Synopsis: While trying to spice up their marriage in their remote lake house, Jessie must fight to survive when her husband dies unexpectedly, leaving her handcuffed to their bed frame.
Stars: Carla Gugino, Bruce Greenwood, Henry Thomas, Carel Struycken
Director: Mike Flanagan
Running Length: 103 minutes
TMMM Score: (7.5/10)
Review: When Stephen King’s novel Gerald’s Game was first published in 1992, film adaptations of the authors work had already been buzzing around for a while. Most of King’s early books had already found their way to the screen and the well was beginning to run a little dry for marketable projects a studio could push into production. While a King renaissance was still a few years away when his short stories were mined for more dramatic material, a few of his early ‘90s novels fell through the cracks. With its relatively small cast of characters and abundance of inner voice monologues likely deemed too tough to adapt by studios looking to fast track flicks, Gerald’s Game kept falling to the bottom of the pile, even as lesser works got their fair shot at the big screen. Originally part of a larger planned work that included the story that became Dolores Claiborne (which found its way to the movie theaters in a drastically underrated 1995 production), Gerald’s Game finally gets its moment to shine in a first rate production courtesy of Netflix and writer/director Mike Flanagan.
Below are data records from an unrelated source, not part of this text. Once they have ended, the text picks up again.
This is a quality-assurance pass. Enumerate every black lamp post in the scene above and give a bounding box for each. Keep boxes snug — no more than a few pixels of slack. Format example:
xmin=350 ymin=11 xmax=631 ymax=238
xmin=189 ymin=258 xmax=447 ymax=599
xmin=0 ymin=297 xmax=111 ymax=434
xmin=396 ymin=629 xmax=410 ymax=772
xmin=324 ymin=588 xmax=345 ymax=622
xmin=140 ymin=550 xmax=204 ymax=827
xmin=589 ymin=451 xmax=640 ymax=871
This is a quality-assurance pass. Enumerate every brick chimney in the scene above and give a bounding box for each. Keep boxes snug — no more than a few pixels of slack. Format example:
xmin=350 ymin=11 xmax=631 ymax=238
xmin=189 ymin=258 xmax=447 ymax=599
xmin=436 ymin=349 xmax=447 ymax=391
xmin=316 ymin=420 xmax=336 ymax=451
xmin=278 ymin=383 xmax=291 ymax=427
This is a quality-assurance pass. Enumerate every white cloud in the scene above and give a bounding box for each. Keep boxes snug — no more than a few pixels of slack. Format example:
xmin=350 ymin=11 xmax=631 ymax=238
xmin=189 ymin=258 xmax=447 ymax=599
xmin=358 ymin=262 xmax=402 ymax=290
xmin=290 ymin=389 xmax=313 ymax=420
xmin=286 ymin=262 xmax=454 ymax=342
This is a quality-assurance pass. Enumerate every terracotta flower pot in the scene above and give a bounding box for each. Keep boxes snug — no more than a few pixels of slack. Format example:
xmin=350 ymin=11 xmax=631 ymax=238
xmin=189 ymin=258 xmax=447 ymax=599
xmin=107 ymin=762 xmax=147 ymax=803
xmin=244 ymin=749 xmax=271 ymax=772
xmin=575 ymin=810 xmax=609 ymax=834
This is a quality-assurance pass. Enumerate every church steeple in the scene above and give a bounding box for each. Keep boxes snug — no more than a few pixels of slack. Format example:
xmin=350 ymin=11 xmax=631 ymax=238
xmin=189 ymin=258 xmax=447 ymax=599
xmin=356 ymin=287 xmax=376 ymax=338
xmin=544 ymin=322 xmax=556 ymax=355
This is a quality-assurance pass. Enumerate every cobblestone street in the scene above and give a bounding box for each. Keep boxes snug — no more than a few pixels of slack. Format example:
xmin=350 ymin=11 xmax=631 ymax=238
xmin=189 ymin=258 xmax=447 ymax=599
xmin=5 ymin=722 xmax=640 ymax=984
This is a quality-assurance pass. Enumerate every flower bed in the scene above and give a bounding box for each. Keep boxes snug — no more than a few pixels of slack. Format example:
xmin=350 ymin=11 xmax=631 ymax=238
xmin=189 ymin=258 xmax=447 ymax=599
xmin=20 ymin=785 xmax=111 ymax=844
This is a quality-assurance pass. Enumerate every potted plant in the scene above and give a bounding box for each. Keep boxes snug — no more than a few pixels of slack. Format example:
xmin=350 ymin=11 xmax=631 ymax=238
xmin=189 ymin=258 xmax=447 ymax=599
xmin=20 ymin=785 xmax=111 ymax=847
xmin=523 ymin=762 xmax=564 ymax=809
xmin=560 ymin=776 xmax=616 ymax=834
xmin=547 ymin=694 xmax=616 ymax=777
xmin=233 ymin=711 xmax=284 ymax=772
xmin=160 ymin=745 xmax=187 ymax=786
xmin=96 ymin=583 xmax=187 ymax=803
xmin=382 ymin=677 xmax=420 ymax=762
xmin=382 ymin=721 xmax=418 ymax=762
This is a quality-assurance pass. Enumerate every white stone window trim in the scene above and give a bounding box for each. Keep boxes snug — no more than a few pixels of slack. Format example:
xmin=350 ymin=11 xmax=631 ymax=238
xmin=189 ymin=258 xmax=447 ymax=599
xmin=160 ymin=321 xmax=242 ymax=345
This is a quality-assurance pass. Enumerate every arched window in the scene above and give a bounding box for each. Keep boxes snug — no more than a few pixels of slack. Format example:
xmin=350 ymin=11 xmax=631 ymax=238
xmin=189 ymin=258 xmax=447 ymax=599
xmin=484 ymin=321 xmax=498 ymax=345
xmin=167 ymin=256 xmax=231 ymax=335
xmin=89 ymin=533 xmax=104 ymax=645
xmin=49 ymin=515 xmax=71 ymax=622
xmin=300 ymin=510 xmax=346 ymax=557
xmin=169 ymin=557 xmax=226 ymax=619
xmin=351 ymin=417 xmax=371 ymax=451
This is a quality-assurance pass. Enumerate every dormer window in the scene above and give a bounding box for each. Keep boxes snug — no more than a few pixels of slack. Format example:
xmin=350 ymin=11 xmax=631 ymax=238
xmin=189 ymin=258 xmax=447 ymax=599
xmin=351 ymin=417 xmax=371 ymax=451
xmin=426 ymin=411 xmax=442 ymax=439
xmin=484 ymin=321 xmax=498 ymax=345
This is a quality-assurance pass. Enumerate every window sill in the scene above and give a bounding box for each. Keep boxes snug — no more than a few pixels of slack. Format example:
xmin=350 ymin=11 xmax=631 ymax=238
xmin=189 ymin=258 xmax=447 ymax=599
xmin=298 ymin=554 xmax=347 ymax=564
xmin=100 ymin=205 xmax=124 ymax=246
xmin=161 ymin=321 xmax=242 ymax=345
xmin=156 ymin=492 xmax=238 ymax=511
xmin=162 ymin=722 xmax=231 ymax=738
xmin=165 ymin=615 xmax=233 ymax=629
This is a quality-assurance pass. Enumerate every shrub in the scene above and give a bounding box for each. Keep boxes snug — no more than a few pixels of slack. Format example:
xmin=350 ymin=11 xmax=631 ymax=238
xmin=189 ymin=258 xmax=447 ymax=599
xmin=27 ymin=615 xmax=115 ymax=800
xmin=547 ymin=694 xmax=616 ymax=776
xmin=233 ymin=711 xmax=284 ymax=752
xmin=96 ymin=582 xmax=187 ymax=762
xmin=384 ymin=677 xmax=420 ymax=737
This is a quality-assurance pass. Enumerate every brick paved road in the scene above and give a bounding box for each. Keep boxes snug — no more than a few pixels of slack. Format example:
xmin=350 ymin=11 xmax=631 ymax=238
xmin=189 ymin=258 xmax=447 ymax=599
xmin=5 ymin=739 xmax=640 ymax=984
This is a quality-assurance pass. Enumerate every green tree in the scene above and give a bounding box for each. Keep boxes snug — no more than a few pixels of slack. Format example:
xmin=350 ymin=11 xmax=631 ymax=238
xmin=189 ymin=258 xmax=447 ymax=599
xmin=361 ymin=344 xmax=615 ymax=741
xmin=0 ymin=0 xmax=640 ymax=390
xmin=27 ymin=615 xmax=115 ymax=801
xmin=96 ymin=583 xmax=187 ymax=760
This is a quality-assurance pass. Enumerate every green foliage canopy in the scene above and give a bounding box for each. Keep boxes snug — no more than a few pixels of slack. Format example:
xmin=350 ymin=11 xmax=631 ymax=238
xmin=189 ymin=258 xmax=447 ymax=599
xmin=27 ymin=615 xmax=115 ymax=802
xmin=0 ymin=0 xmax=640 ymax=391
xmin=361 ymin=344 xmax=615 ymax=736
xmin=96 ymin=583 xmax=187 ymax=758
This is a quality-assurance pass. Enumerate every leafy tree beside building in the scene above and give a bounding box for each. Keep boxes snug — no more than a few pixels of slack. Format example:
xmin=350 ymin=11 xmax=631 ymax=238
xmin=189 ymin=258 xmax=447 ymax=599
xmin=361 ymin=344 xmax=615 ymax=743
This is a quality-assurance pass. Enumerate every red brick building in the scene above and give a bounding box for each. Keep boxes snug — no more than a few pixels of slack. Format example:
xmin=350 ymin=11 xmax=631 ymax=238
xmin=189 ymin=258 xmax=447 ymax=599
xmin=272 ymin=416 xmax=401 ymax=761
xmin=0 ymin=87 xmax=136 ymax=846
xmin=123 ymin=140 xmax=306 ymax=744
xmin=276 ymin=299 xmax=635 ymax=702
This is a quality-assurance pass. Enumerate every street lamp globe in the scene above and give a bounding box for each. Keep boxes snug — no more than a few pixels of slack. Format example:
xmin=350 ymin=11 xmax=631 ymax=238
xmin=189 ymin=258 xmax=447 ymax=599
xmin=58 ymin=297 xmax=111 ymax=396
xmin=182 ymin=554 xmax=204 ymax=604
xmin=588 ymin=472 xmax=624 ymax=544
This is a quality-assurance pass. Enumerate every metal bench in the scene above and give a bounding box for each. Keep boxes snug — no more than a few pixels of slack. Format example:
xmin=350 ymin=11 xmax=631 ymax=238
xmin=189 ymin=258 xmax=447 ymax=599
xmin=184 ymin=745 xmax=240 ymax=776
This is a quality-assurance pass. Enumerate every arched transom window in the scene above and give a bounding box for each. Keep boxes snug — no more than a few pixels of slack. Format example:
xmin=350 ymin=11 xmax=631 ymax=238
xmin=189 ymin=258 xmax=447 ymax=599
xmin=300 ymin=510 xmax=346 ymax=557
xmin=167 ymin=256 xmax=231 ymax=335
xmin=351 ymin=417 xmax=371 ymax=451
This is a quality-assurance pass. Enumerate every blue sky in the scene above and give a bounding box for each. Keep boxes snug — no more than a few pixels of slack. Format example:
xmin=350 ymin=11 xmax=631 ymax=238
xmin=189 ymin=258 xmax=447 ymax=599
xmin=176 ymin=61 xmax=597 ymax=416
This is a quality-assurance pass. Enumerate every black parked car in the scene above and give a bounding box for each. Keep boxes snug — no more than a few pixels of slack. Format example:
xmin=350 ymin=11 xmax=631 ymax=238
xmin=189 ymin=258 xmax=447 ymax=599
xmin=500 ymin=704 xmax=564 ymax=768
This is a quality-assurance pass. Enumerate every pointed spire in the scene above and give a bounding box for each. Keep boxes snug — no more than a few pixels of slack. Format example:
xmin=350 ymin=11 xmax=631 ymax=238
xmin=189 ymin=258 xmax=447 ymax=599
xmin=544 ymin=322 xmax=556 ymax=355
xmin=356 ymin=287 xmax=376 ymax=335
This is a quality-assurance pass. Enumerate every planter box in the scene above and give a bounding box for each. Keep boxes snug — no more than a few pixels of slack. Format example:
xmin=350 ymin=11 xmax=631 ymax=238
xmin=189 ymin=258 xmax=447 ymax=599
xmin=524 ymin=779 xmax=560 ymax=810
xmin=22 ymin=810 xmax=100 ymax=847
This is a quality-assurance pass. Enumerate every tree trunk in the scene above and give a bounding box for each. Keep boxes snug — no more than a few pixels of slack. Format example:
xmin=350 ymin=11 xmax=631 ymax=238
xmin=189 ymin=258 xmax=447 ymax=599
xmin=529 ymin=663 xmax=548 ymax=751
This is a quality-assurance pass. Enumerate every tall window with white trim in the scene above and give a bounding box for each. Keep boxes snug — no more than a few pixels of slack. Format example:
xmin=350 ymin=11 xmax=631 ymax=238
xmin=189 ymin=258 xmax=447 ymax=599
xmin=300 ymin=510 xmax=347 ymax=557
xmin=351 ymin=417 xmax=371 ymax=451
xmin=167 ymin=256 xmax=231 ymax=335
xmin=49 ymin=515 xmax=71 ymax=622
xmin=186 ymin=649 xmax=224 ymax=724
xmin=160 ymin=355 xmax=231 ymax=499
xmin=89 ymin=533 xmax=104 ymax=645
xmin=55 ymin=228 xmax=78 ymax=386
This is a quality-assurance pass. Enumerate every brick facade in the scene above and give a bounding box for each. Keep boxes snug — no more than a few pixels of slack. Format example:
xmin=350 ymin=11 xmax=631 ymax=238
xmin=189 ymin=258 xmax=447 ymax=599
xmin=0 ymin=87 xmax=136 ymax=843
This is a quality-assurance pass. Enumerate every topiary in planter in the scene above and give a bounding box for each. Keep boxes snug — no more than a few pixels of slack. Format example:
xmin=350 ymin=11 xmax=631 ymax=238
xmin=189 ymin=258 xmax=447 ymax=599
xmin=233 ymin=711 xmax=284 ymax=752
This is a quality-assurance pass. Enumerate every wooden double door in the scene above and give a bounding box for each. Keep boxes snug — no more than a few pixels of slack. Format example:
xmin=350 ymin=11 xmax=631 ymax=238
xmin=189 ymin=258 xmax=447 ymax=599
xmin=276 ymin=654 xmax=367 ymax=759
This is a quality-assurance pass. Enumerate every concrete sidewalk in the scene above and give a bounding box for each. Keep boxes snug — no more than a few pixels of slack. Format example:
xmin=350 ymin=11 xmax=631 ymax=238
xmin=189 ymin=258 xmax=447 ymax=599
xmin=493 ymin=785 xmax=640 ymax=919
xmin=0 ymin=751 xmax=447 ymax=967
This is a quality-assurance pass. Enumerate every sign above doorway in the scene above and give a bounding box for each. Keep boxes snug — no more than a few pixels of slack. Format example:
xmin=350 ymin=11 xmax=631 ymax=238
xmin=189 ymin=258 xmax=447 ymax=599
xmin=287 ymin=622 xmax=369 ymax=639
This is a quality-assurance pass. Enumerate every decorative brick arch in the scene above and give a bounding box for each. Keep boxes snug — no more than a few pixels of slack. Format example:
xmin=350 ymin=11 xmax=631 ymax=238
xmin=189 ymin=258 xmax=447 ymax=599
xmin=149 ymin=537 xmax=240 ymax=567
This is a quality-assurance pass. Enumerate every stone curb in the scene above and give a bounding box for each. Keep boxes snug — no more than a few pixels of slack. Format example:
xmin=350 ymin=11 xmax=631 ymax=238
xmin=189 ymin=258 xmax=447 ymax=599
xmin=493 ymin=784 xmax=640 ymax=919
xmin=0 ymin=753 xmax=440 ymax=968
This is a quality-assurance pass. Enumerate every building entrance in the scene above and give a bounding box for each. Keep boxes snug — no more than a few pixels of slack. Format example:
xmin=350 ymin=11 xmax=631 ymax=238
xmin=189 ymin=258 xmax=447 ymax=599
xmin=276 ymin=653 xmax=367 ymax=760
It’s a beautiful day for the Burlingames as their arrive at their lake house nestled far away from neighbors and the outside world. Hoping for a romantic weekend away to add some spice to their marital bed, every detail has been thought of. Jessie (Carla Gugino, San Andreas) has packed a sexy new slip and her husband Gerald (Bruce Greenwood, Endless Love) brings along two shiny pairs of handcuffs. An unexpected turn of events leaves Gerald dead on the floor and Jessie tethered helplessly to two bedposts, her screams for help echoing silently across the waters. With no one set to arrive for days, thirst and desperation set in for Jessie…especially when she receives several visitors both real and imaginary.
Revealing more than that would ruin the game King has devised and Flanagan has finessed with King’s blessing. Flanagan made wise choices in removing some of Jessie’s inner voices and/or consolidating them to a singular person. The seemingly happy couple had demons that are explored over the course of the film, especially Jessie who suffered a trauma as a child that wound up affecting the choices she made for herself.
Over the past several years with films like Oculus, Ouija: Origin of Evil, and last year’s Netflix gem Hush, Flangan has demonstrated a real knack in crafting movies with good atmosphere and nice scares while digging surprisingly deep into the psyche of his characters. Jessie is a multi-layered creation, thanks not only to Flanagan’s creative way of telling her back-story but in Gugino’s bold portrayal of a woman in crisis. She’s matched well with Greenwood, first coming off as a genial workaholic husband before showing a more sinister side as his sexual proclivities turn aggressively frightening. Even in death he has a hold on her, as evidenced by Flanagan letting the dead speak as one of Jessie’s imagined houseguests.
This is a Stephen King tale, though, so expect some nifty twists and turns as the action unfolds. While Flanagan creates some remarkable tension, he isn’t hoity-toity enough to shy away from a good old fashioned shriek-inducing scare or moments of gooey-gore that had me covering my eyes. For eagle-eared King fans, there’s also a nice little morsel that ties this film to a previous King adaptation in a most enjoyable way.
Unfortunately, it’s not all fun and games when it comes to the ending. Perhaps showing that the material couldn’t quite stretch past the 90 minute mark, Flanagan has a few finales to contend with here and none truly satisfy. Both convenient and confusing, the final fifteen minutes are a bit of a muddle that fall well short of the superior first 2/3rds of the film. It’s not weak enough to destroy the good-will Flanagan has roused in his audience, but a decent amount of it does evaporate.
With the pool of quality genre films getting low, Gerald’s Game is a fun addition to the good pile of available content you can stream and enjoy. Gugino’s performance is aces and even with the few missteps mentioned above, as usual Flanagan acquits himself in the long run. Definitely worth checking out.